Redfern in the hot seat over Tulsequah

The owners of a controversial mine project near Atlin, BC, are facing tough questions about how their proposed barge route down the Taku River will…

The owners of a controversial mine project near Atlin, BC, are facing tough questions about how their proposed barge route down the Taku River will affect salmon stocks.

Redfern Resources Ltd. proposes to haul supplies and ore rich in zinc, copper and lead year-round down the shallow, braided Taku from the site of its Tulsequah Chief mine, 160 kilometres north of Atlin, to Juneau, Alaska.

But, following a public meeting recently held in Juneau in which many concerns were aired, Alaskan regulators on Wednesday stopped the clock of the current environmental review and requested more information from the company.

The company has cleared most regulatory hurtles in Canada. But it still must receive the green light from regulators in Alaska, where conservationists, fishers and legislators have expressed concerns about the company’s transportation plans.

Tugboats would haul barges during the summer. In winter, tractors and treaded vehicles would haul along the river’s gravel banks a hoverbarge, designed to float upon a cushion of air.

Many important questions remain unanswered about the environmental impact of the project, said Chris Zimmer, a spokesman for Rivers Without Borders.

“They’re saying there won’t be many effects. With so many questions and so few answers, I don’t know how they can say that,” he said.

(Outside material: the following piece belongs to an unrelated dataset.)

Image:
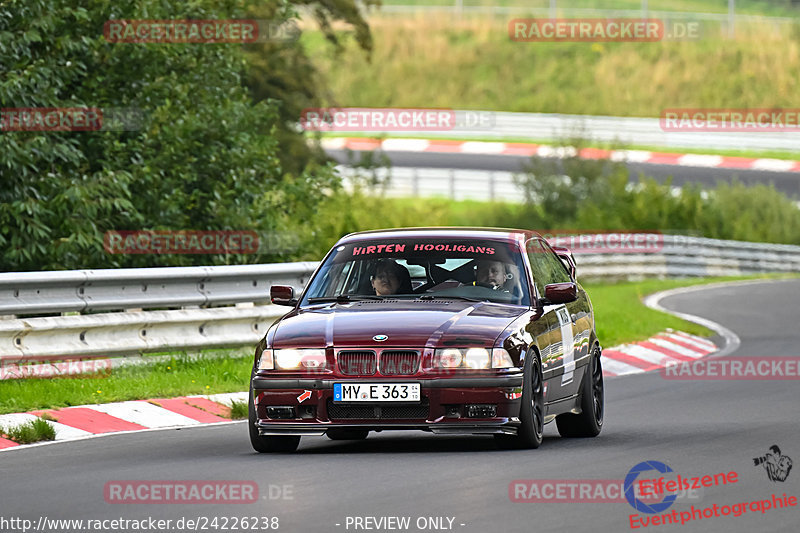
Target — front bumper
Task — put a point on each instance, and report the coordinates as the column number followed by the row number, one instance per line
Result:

Of particular concern are the plans to haul supplies and ore during the winter months, when the river runs low.

The Taku is among Alaska’s most-productive salmon-spawning rivers. And, while most salmon spawn beyond the mine, many juvenile salmon are believed to spend the winter months along the barge route.

The company insists its heavy machinery will have little impact upon salmon habitat. Zimmer has trouble believing it.

He fears the tractors and treaded vehicles will make a mess of the gravel beds and shrubs that are the habitat of young salmon during higher waters. “Every little piece of wood is a hiding place for a juvenile salmon,” he said.

Equipment operators are also expected to cross several leads in the river ice. But such tractors and treaded vehicles have little manoeuvrability in water, according to operators who use such vehicles on Alaska’s North Slope, said Zimmer. This raises fears of an accident in which a vehicle may lose control and float down-river, said Zimmer.

“If they need to start swimming around in the river, that’s a real problem,” he said.

Concerns have also been raised about the company’s summer barging plans. This past summer, when the company began to tug supplies to the mine site, it was only able to make a fraction of the trips it had intended.

On several occasions tugboats ran aground. And, in one case, several onlookers watched as one tugboat nearly capsized while crossing a whirlpool in the river.

The company downplayed the incident. But these incidences do not inspire much confidence in an operation that will use similar tugboats to haul chemicals poisonous to salmon, such as diesel fuel and cyanide, to the mine, said Zimmer.

He’s far from being the only opponent to the mine.

Fisheries representatives have expressed fear that the project may jeopardize an industry that is worth millions of dollars annually to Alaskans.

And Alaska Senator Kim Elton and two members of the state’s House of Representatives have called on regulators to give the company’s proposal a more lengthy public review. Now, it appears regulators are heeding this advice.